Phase 4 — Backtest harness¶

Summary¶

Phase 4 ships the backtest replay engine — the thing that runs your strategy against a List<Tick> and produces a metrics-rich result. The crucial design move: TradingPipeline is extracted from Main.kt so it can be reused identically by Backtest and by live deployments. This is what makes the parity contract possible: same pipeline, different tick source, different clock.

What's new¶

TradingPipeline(...) — reusable wiring of bus + engine + risk + broker + observation callbacks. The single source of truth for "what a qkt run looks like."
HistoricalTickFeed(ticks: List<Tick>) — TickFeed wrapper for in-memory sequences
Backtest(strategies, rules, ticks, candleWindow?, initialTimestamp).run(): BacktestResult — single-call backtest entry point
BacktestResult — every metric a backtest produces:
trades: List<Trade>, rejections: List<OrderRequest>
finalPositions: Map<String, Position>
realizedTotal, unrealizedTotal, totalPnL: BigDecimal
tradeCount: Int, winRate: BigDecimal, maxDrawdown: BigDecimal
TradeRecord(trade, realized) — pairs each fill with its realized-P&L slice for win-rate math
Mark-to-market drawdown subscriber — registered LAST among TickEvent subscribers (so equity is computed after all strategies have processed the tick)
Main.kt restructured to use TradingPipeline — observable behavior unchanged
9 new tests (116 total)

Migration¶

Main.kt no longer constructs the wiring inline; it uses TradingPipeline. Custom main entry points should follow suit:

// Before (Phase 3b):
val bus = EventBus(clock, sequencer)
val priceTracker = MarketPriceTracker()
val engine = Engine(bus, priceTracker)
// ...20 lines of subscriptions...

// After (Phase 4):
val pipeline = TradingPipeline(
    strategies = listOf(myStrategy),
    rules = listOf(MaxPositionSize("BTC", BigDecimal("1.0"))),
    clock = clock,
    onTrade = ::println,
)
for (tick in ticks) pipeline.ingest(tick)

Engine, EventBus, Strategy, and test fixtures are unchanged.
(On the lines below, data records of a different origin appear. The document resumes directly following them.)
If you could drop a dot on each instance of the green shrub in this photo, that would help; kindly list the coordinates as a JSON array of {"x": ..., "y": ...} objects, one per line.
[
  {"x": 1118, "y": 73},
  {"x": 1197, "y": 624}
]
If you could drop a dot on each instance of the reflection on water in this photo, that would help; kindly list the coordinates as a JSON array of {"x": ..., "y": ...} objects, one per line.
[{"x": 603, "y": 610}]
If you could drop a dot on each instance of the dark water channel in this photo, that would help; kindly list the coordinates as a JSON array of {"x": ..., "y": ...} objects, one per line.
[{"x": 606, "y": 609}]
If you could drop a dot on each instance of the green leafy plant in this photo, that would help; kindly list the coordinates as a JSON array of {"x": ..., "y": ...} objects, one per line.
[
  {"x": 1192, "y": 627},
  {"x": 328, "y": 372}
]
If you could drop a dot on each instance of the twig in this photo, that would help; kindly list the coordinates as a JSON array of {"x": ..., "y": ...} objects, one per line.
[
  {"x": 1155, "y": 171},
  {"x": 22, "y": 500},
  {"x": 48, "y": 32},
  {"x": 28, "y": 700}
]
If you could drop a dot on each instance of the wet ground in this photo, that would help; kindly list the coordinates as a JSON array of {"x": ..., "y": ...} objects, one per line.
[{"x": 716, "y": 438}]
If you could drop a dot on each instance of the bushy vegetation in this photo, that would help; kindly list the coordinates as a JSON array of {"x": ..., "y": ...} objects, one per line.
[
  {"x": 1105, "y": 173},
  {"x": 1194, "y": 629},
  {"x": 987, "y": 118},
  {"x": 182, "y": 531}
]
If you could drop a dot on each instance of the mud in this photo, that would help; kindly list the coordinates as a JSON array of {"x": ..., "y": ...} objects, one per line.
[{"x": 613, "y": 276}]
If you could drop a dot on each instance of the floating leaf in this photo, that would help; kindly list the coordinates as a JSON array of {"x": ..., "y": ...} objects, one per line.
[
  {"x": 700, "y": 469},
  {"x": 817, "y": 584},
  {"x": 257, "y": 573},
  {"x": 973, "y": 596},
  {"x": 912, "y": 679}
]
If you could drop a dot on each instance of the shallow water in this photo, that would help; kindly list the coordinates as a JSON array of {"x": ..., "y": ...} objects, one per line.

EndToEndTest is unchanged.

Usage cookbook¶

Run a backtest¶

val ticks = HistoricalTickFeed.fromCsv(Path.of("data/btc-2024-jan.csv"))
val result = Backtest(
    strategies = listOf(MyStrategy()),
    rules = listOf(MaxPositionSize("BTCUSDT", BigDecimal("1.0"))),
    ticks = ticks.toList(),
    candleWindow = TimeWindow.ONE_MINUTE,
    initialTimestamp = 1_704_067_200_000L,  // 2024-01-01 UTC
).run()

println("trades=${result.tradeCount} winRate=${result.winRate} pnl=${result.totalPnL}")

Read the result¶

val r: BacktestResult = backtest.run()

// Trade-by-trade
r.trades.forEach { println("${it.timestamp} ${it.side} ${it.quantity}@${it.price}") }

// Risk rejections (orders the rules vetoed)
r.rejections.forEach { println("rejected: ${it.symbol} reason=...") }

// Aggregate metrics
println("realized=${r.realizedTotal} unrealized=${r.unrealizedTotal} totalPnL=${r.totalPnL}")
println("winRate=${r.winRate} maxDD=${r.maxDrawdown}")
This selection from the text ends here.